The insurance employee handling the claim asked if law enforcement responded and Hawkins told them they did, Aldridge said.

“She asked if there was a police report, and he said he would get it for her,” Aldridge said. “That afternoon, a deputy from the sheriff’s office called 911 and asked for the number of the report about the accident. One of the deputies prepared a false uniform traffic crash report. As a result of that, mailings occurred between Columbus, Ohio; Arlington, Texas; and Philippi – at least six (times). One of those mailings was a check delivered to GM Financial April 15, 2013.”

Aldridge said the photos of the accident were not consistent with Hawkins’ statement.

“The investigation led to the electronic data recorder in the vehicle being taken to a State Police accident reconstructionist,” Aldridge said. “Data was inconsistent with the story Sheriff Hawkins gave to the insurance representative. At the time of impact, the brakes were off, the speed was 22 mph and the throttle was at 30 percent. The reconstructionist said the vehicle traveled 63 feet. He (Hawkins’) took his foot off the gas, applied no brakes and struck a tree. The reconstructionist revealed an intentional crash.”

Aldridge said the sheriff’s deputy – who was not named in the indictment or during Thursday’s proceeding – told him he did not report to the scene of the accident. Rather, he was requested by Hawkins to complete the report at a later date.

“The deputy admitted the report was false,” Aldridge said.
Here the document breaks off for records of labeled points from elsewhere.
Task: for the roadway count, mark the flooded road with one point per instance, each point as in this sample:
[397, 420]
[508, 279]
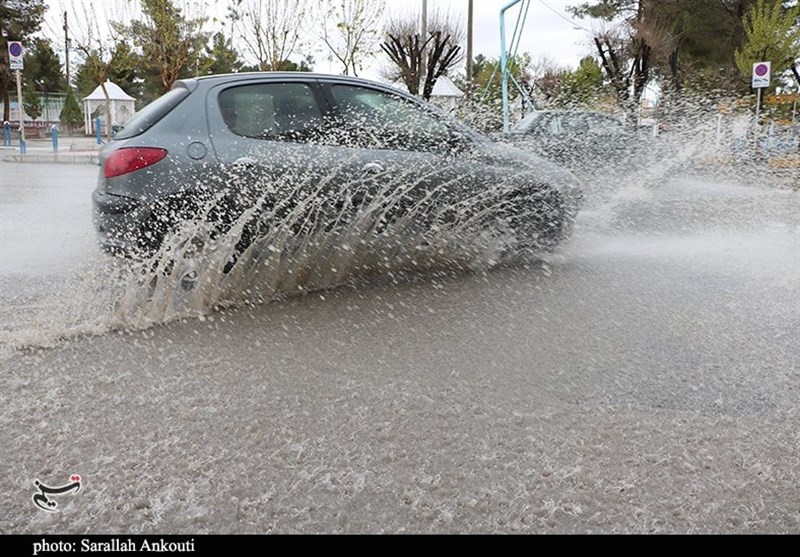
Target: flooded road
[644, 378]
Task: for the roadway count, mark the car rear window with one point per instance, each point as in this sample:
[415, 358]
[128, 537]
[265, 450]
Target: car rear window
[152, 113]
[272, 111]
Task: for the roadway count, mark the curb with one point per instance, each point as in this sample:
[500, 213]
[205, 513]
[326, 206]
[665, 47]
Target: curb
[70, 158]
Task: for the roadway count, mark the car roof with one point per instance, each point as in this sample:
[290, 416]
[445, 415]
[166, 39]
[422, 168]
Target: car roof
[249, 76]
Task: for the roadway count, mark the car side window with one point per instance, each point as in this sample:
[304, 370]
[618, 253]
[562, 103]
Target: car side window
[379, 120]
[272, 111]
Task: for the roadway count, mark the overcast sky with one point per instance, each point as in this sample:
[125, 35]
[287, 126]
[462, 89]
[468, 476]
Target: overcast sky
[550, 31]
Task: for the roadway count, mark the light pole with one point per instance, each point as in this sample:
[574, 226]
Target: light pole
[470, 19]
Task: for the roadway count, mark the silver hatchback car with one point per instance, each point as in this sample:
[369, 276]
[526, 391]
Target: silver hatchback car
[308, 151]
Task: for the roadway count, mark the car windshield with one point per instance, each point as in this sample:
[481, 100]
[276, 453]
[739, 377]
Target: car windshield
[526, 123]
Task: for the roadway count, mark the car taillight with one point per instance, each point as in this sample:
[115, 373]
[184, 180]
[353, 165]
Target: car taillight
[130, 159]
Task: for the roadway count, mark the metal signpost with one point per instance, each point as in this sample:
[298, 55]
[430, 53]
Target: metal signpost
[15, 55]
[760, 81]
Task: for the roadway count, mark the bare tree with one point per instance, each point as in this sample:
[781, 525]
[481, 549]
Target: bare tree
[170, 41]
[98, 44]
[420, 62]
[269, 29]
[350, 30]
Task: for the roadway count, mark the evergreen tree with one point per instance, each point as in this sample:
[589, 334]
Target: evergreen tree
[71, 115]
[773, 34]
[43, 66]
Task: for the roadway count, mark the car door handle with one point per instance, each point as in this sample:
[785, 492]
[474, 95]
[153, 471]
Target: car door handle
[372, 168]
[245, 161]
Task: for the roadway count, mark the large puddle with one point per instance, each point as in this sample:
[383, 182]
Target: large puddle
[326, 240]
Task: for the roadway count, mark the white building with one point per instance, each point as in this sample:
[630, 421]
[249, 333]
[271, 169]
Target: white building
[123, 106]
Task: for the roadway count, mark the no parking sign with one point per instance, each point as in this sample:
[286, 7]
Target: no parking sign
[761, 74]
[15, 54]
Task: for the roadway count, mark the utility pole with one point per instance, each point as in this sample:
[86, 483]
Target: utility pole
[469, 49]
[424, 39]
[66, 46]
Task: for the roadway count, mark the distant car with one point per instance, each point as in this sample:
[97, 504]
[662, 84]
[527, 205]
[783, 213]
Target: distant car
[299, 148]
[580, 140]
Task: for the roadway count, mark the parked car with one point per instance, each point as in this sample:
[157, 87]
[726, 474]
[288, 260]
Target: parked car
[301, 148]
[580, 140]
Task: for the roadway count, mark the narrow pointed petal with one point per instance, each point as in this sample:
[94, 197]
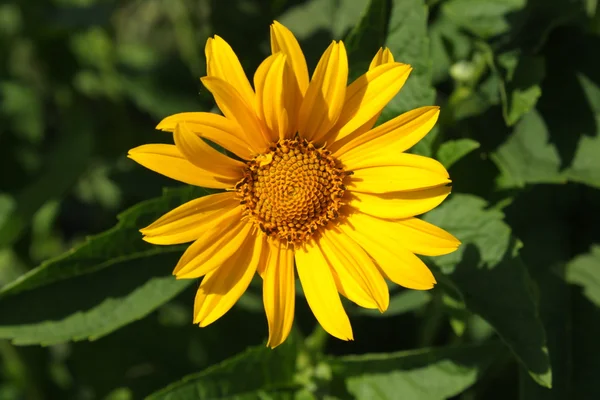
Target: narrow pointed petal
[383, 56]
[222, 288]
[397, 263]
[213, 127]
[398, 205]
[368, 95]
[321, 292]
[390, 158]
[424, 238]
[220, 241]
[199, 153]
[279, 293]
[398, 134]
[395, 179]
[324, 97]
[283, 40]
[270, 96]
[167, 160]
[233, 107]
[296, 74]
[191, 220]
[356, 276]
[222, 63]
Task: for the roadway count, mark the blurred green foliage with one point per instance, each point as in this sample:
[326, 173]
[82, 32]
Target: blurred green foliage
[90, 311]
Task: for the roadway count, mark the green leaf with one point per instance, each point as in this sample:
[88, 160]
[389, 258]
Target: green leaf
[120, 244]
[333, 16]
[62, 167]
[542, 217]
[485, 19]
[260, 372]
[111, 280]
[416, 374]
[400, 303]
[453, 150]
[558, 142]
[584, 271]
[487, 274]
[408, 42]
[520, 84]
[94, 305]
[367, 37]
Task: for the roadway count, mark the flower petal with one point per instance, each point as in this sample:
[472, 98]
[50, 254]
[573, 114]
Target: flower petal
[270, 96]
[398, 134]
[413, 234]
[222, 288]
[324, 97]
[368, 95]
[354, 161]
[296, 74]
[397, 263]
[167, 160]
[191, 220]
[283, 40]
[356, 276]
[398, 205]
[395, 179]
[199, 153]
[321, 292]
[235, 108]
[383, 56]
[279, 293]
[213, 127]
[222, 63]
[424, 238]
[221, 240]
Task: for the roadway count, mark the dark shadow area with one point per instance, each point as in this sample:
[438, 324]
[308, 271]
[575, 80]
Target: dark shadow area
[564, 104]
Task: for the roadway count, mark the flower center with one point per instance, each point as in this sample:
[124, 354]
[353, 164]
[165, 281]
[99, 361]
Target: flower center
[292, 190]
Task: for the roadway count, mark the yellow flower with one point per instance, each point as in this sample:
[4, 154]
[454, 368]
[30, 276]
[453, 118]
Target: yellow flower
[312, 186]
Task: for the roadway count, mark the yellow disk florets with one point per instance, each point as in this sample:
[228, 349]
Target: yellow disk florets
[292, 190]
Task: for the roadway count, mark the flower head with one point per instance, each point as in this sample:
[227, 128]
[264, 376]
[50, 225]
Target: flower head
[311, 187]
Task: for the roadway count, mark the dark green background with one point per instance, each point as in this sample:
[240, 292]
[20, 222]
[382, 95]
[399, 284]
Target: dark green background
[89, 311]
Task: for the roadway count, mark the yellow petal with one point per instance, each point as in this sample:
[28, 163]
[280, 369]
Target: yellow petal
[398, 205]
[296, 74]
[395, 179]
[356, 160]
[222, 63]
[321, 292]
[368, 95]
[396, 262]
[167, 160]
[383, 56]
[222, 288]
[191, 220]
[356, 276]
[279, 293]
[233, 107]
[270, 104]
[324, 97]
[398, 134]
[426, 239]
[213, 127]
[199, 153]
[283, 40]
[220, 241]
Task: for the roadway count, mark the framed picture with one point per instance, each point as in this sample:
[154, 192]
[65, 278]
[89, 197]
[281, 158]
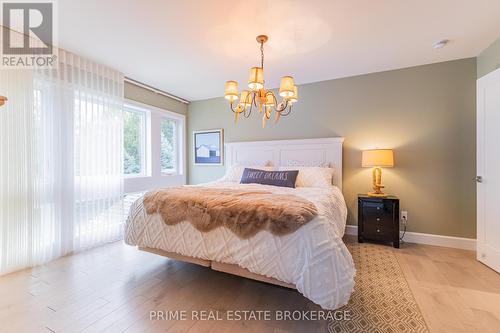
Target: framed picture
[209, 147]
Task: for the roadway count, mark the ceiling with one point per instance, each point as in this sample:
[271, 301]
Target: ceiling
[190, 48]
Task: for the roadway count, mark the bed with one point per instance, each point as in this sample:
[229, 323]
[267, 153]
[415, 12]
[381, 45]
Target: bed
[313, 259]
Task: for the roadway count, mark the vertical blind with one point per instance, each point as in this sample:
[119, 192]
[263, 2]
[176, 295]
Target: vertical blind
[61, 161]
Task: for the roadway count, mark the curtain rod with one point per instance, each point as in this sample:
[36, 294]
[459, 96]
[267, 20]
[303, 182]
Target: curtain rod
[157, 91]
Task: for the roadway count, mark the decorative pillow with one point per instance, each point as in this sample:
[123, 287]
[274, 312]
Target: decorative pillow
[313, 176]
[235, 172]
[276, 178]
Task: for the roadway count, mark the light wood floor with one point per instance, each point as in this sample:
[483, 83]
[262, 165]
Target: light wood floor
[113, 288]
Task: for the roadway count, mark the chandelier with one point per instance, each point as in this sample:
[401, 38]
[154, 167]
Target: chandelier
[257, 96]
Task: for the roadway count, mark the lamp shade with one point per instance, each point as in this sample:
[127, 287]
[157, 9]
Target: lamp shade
[231, 92]
[256, 80]
[245, 99]
[377, 158]
[286, 86]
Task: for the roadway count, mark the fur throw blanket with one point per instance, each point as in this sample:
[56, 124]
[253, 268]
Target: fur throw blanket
[244, 212]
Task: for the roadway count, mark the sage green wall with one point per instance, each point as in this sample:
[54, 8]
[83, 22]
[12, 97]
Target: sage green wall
[426, 113]
[489, 59]
[146, 96]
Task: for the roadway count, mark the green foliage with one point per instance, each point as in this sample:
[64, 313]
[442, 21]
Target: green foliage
[132, 131]
[167, 145]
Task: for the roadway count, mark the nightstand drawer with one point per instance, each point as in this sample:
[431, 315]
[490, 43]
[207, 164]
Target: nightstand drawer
[378, 219]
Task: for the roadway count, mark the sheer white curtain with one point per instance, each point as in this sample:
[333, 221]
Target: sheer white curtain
[61, 183]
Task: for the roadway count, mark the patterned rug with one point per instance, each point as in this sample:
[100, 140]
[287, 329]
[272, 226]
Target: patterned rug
[382, 300]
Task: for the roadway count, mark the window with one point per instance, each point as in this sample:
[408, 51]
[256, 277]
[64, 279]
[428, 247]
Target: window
[168, 146]
[134, 140]
[154, 147]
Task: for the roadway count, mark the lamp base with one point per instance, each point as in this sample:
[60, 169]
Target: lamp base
[377, 195]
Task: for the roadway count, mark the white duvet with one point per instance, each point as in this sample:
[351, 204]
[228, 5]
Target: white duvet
[313, 258]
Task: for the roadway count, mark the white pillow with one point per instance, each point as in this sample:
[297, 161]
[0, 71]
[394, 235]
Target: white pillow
[312, 176]
[234, 173]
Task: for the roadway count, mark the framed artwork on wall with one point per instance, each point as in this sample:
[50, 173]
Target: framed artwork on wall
[209, 147]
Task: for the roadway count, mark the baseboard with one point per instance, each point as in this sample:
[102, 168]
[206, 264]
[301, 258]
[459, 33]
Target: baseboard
[429, 239]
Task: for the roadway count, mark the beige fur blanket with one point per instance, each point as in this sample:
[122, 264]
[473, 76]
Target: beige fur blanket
[244, 212]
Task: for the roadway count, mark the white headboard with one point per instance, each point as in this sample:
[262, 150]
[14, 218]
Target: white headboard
[305, 152]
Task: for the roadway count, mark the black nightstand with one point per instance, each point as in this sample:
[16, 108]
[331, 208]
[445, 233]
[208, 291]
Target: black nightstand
[378, 219]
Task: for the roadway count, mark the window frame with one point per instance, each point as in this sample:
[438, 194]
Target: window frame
[177, 155]
[145, 140]
[155, 177]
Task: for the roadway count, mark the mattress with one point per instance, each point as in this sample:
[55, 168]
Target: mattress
[313, 258]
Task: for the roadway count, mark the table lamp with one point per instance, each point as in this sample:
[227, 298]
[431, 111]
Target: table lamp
[376, 159]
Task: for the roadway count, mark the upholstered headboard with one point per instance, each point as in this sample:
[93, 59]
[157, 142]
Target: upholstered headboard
[305, 152]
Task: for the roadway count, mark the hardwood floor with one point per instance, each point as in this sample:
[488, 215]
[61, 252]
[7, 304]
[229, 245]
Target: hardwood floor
[114, 288]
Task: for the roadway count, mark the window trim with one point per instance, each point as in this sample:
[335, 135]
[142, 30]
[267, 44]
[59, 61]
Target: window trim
[145, 140]
[155, 177]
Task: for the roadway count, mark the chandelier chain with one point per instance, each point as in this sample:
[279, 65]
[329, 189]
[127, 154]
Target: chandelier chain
[262, 55]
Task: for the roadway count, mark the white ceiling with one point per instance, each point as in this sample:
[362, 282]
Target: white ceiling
[190, 48]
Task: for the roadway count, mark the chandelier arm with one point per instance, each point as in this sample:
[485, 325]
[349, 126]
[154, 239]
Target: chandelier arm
[287, 113]
[232, 108]
[252, 96]
[284, 107]
[274, 98]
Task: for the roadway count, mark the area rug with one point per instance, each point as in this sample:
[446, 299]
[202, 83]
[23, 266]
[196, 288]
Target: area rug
[382, 300]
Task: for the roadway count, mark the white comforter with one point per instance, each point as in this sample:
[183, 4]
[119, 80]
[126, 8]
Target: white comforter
[314, 258]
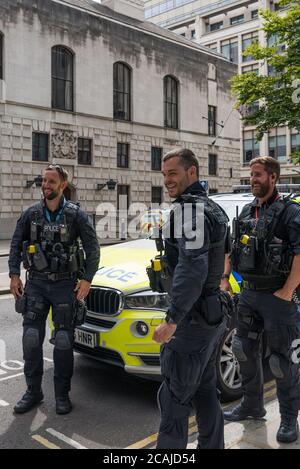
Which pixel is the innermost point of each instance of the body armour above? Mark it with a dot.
(258, 253)
(53, 246)
(218, 227)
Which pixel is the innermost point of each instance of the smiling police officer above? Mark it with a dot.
(266, 252)
(52, 238)
(195, 320)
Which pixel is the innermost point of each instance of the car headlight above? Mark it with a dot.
(147, 300)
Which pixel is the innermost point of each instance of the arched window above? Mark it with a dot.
(171, 102)
(62, 78)
(122, 91)
(1, 56)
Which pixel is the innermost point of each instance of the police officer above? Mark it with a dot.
(266, 253)
(48, 237)
(195, 320)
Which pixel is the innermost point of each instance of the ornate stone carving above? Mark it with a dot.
(64, 145)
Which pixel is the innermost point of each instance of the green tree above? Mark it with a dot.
(279, 93)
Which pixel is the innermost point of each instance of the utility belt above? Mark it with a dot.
(262, 287)
(53, 276)
(210, 310)
(66, 315)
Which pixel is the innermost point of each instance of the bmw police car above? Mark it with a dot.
(123, 312)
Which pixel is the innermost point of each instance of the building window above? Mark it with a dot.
(236, 19)
(84, 151)
(156, 157)
(295, 142)
(156, 195)
(277, 146)
(212, 164)
(230, 49)
(1, 56)
(171, 102)
(40, 146)
(123, 190)
(216, 26)
(62, 78)
(273, 41)
(250, 147)
(212, 120)
(247, 40)
(123, 155)
(254, 14)
(122, 91)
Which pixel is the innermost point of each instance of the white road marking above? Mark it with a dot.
(3, 403)
(12, 376)
(64, 438)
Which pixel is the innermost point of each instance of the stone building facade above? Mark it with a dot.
(228, 27)
(87, 135)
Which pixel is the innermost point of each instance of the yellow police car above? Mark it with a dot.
(123, 313)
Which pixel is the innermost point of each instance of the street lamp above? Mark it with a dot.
(111, 185)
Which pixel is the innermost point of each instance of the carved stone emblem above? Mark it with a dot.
(64, 144)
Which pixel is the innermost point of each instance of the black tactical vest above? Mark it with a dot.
(260, 255)
(53, 246)
(218, 221)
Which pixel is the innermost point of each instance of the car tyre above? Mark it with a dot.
(228, 370)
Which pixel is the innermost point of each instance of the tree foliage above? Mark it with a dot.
(279, 92)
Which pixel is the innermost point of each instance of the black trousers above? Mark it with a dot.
(188, 365)
(41, 294)
(262, 311)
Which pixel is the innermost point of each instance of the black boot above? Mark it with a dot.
(32, 397)
(63, 405)
(288, 430)
(241, 412)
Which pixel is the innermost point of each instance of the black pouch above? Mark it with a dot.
(80, 312)
(211, 309)
(20, 304)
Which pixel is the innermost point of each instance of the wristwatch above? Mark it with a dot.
(225, 276)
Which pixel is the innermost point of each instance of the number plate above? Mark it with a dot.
(88, 339)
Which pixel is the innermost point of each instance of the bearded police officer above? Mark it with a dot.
(266, 253)
(52, 237)
(195, 320)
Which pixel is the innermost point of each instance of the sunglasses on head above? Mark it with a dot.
(58, 168)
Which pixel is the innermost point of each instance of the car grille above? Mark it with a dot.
(150, 360)
(104, 301)
(100, 353)
(99, 322)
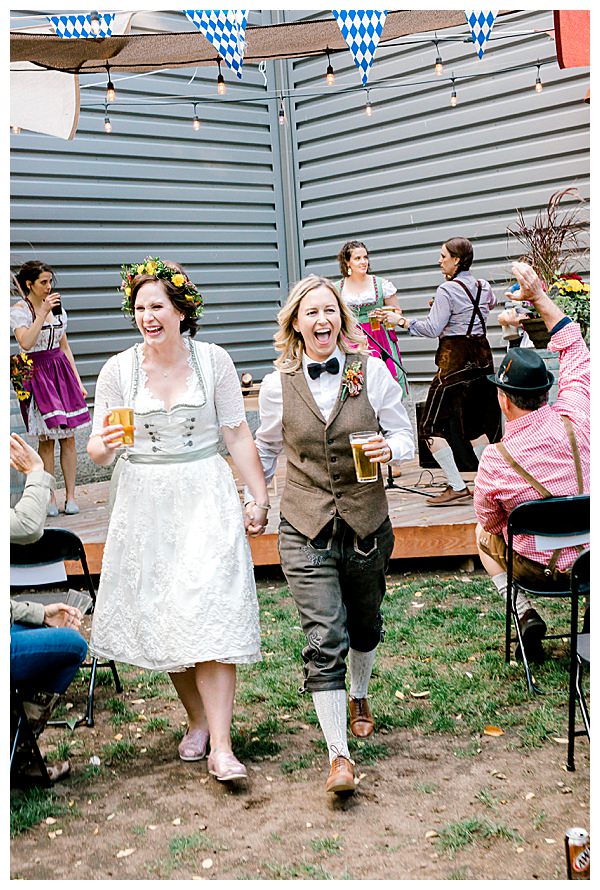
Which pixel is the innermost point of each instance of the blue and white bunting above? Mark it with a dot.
(226, 30)
(81, 25)
(361, 29)
(481, 22)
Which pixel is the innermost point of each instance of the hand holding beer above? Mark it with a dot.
(369, 448)
(118, 427)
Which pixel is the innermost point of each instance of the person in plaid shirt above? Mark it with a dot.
(551, 443)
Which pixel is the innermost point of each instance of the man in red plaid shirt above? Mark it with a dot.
(551, 443)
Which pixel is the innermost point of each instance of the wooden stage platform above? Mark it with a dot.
(419, 530)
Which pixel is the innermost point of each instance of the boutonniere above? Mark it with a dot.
(352, 381)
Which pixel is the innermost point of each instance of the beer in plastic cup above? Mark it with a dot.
(365, 470)
(123, 415)
(374, 321)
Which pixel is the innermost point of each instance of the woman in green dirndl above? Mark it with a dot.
(375, 304)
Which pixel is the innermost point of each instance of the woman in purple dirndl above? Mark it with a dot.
(56, 406)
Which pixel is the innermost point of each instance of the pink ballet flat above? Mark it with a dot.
(225, 766)
(193, 744)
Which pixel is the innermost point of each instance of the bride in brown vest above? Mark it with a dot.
(335, 536)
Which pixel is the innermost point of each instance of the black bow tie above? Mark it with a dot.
(332, 366)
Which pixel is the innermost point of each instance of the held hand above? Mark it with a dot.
(255, 519)
(378, 451)
(61, 615)
(529, 283)
(22, 456)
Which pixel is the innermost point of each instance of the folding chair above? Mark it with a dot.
(555, 523)
(580, 654)
(22, 734)
(44, 560)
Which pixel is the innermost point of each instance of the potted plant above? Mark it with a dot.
(552, 242)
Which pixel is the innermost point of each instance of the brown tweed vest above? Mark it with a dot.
(321, 481)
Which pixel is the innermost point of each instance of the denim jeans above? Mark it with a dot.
(45, 659)
(338, 583)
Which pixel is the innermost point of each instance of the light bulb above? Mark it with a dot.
(94, 23)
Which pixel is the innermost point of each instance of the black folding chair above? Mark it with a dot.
(555, 523)
(54, 547)
(580, 654)
(23, 738)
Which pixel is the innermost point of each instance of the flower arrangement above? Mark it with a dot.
(352, 381)
(572, 294)
(159, 269)
(21, 370)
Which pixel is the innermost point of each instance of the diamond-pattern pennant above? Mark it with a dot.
(361, 29)
(481, 22)
(226, 30)
(81, 25)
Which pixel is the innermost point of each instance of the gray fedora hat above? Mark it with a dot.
(522, 370)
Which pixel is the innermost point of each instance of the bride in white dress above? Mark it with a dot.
(177, 589)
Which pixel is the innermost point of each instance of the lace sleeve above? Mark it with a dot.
(108, 392)
(229, 401)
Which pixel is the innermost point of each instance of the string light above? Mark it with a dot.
(453, 99)
(221, 88)
(329, 75)
(95, 23)
(111, 93)
(107, 123)
(439, 65)
(196, 121)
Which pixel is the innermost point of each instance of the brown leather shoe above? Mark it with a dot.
(361, 719)
(449, 497)
(341, 776)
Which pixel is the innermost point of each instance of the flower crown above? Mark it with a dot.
(159, 269)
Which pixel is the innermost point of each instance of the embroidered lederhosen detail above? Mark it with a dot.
(541, 489)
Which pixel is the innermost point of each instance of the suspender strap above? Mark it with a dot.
(541, 489)
(475, 303)
(574, 450)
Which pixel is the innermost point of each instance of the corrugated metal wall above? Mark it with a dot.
(208, 199)
(248, 206)
(418, 171)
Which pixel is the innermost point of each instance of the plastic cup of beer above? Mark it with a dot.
(365, 470)
(123, 415)
(374, 321)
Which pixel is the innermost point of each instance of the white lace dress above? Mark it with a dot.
(177, 584)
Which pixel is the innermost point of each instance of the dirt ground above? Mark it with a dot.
(156, 817)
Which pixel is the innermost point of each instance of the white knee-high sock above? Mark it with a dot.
(361, 665)
(445, 458)
(330, 706)
(522, 602)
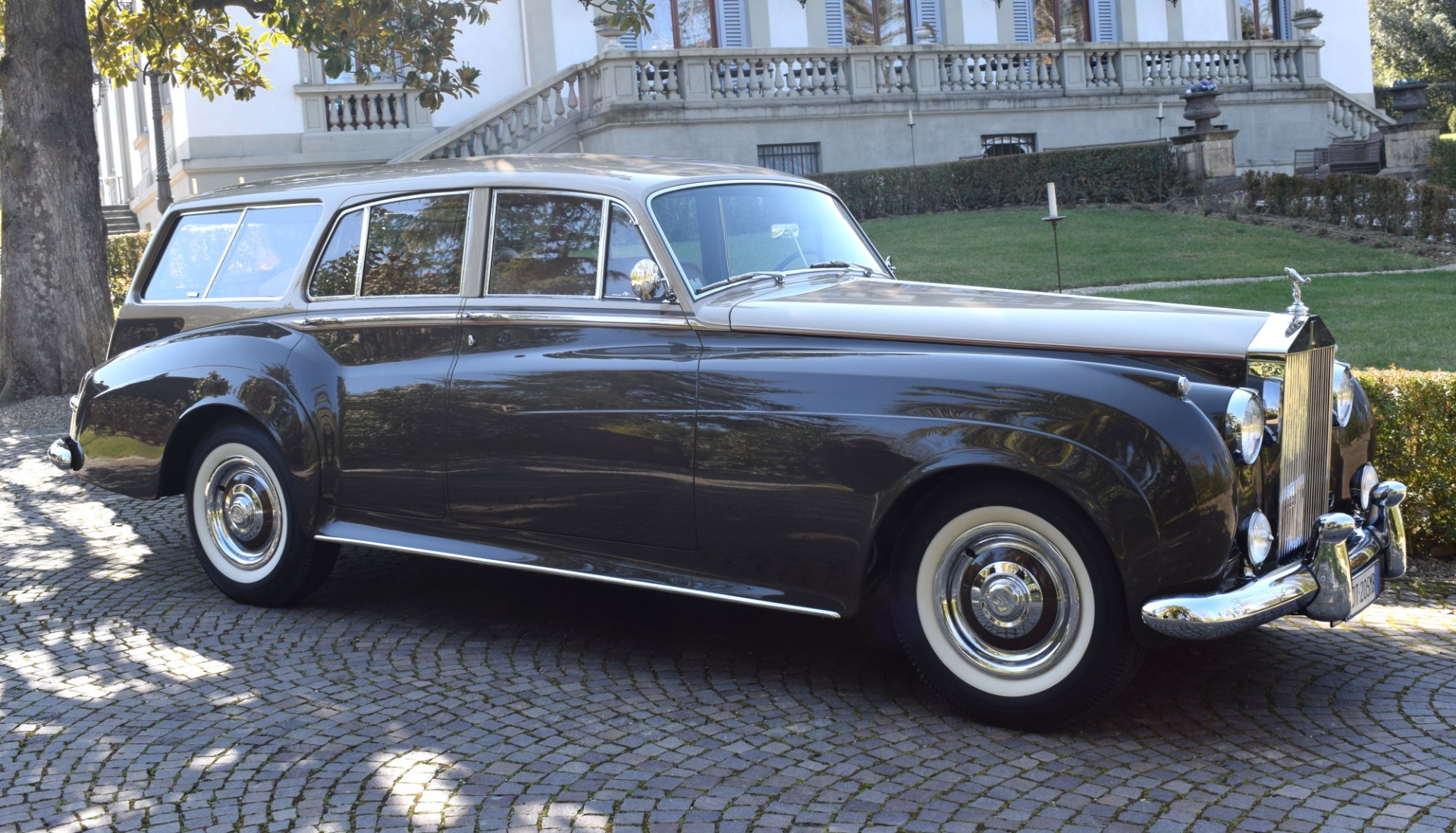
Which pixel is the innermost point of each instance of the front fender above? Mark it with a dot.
(137, 410)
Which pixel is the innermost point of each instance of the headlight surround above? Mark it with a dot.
(1345, 394)
(1258, 538)
(1244, 424)
(1362, 486)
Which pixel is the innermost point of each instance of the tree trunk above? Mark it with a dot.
(55, 309)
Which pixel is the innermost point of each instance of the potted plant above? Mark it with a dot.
(1199, 104)
(1307, 19)
(1408, 96)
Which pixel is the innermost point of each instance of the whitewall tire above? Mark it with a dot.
(1011, 608)
(242, 516)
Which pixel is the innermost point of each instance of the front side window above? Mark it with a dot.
(871, 22)
(410, 247)
(718, 232)
(245, 253)
(545, 245)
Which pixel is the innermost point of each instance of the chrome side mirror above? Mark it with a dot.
(648, 281)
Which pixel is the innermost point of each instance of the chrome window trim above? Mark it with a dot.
(359, 269)
(764, 181)
(240, 218)
(620, 580)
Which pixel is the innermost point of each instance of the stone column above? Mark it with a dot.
(1206, 155)
(1408, 147)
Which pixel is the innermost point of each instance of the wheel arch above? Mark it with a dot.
(1128, 529)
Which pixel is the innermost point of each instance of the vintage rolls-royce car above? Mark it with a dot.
(704, 379)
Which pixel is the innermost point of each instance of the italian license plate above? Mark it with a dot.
(1366, 587)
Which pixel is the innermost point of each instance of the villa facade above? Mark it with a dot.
(823, 85)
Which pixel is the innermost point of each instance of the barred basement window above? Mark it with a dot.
(789, 158)
(1008, 143)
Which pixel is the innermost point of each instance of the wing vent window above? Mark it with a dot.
(411, 248)
(235, 255)
(546, 245)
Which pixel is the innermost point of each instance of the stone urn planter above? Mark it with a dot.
(1200, 107)
(1410, 98)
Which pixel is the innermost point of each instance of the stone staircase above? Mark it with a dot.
(120, 220)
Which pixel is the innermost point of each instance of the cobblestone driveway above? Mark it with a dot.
(425, 693)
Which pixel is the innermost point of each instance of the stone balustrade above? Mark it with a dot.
(724, 77)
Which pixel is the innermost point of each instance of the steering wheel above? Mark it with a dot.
(810, 256)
“The defendant used his position as sheriff to take advantage of the insurance claims process and to receive a substantial financial benefit,” Ihlenfeld said. “The false accident report that he ordered his deputy to create helped to substantiate his claim, as did the fact that he was a law enforcement officer himself. By abusing the authority of his position, Sheriff Hawkins violated the trust that the citizens of Barbour County placed in him when he was elected.”

The investigation into others who may have been involved with the scheme is ongoing, Ihlenfeld said, noting other concerns also exist.

“There is an allegation that there is money missing from the Sheriff’s Tax Office. The sheriff has a law enforcement side and a tax side. A small amount is missing, and the sheriff could be involved,” Ihlenfeld said. “We agreed not to pursue this, but the state of West Virginia or a special prosecutor can investigate this and pursue it.”

Ihlenfeld said Hawkins’ sentencing hearing probably will take place in six to eight weeks. In addition to a sentence and fine, other penalties may include a term of supervised release of not more than three years in addition to any imprisonment as well as restitution.

“The court also will institute a special assessment of $100 whether you have the money to pay or not,” Judge Kaull said.

“A presentence investigation report will be prepared by the probation office,” Ihlenfeld added.

The agreement also requires Hawkins to be completely forthcoming and truthful in all inquiries made of him by investigators in Ihlenfeld’s office. Hawkins further is required to make restitution of $8,262.65 to Nationwide Insurance Co.

This case was prosecuted by Assistant U.S. Attorney John C. Parr and was investigated by the U.S. Attorney’s Office Public Corruption Unit. Agents and officers from the FBI and the West Virginia State Police led the inquiry into Hawkins’ alleged misdeeds. Assistance was provided by the West Virginia Insurance Commission, Fraud Investigation Division.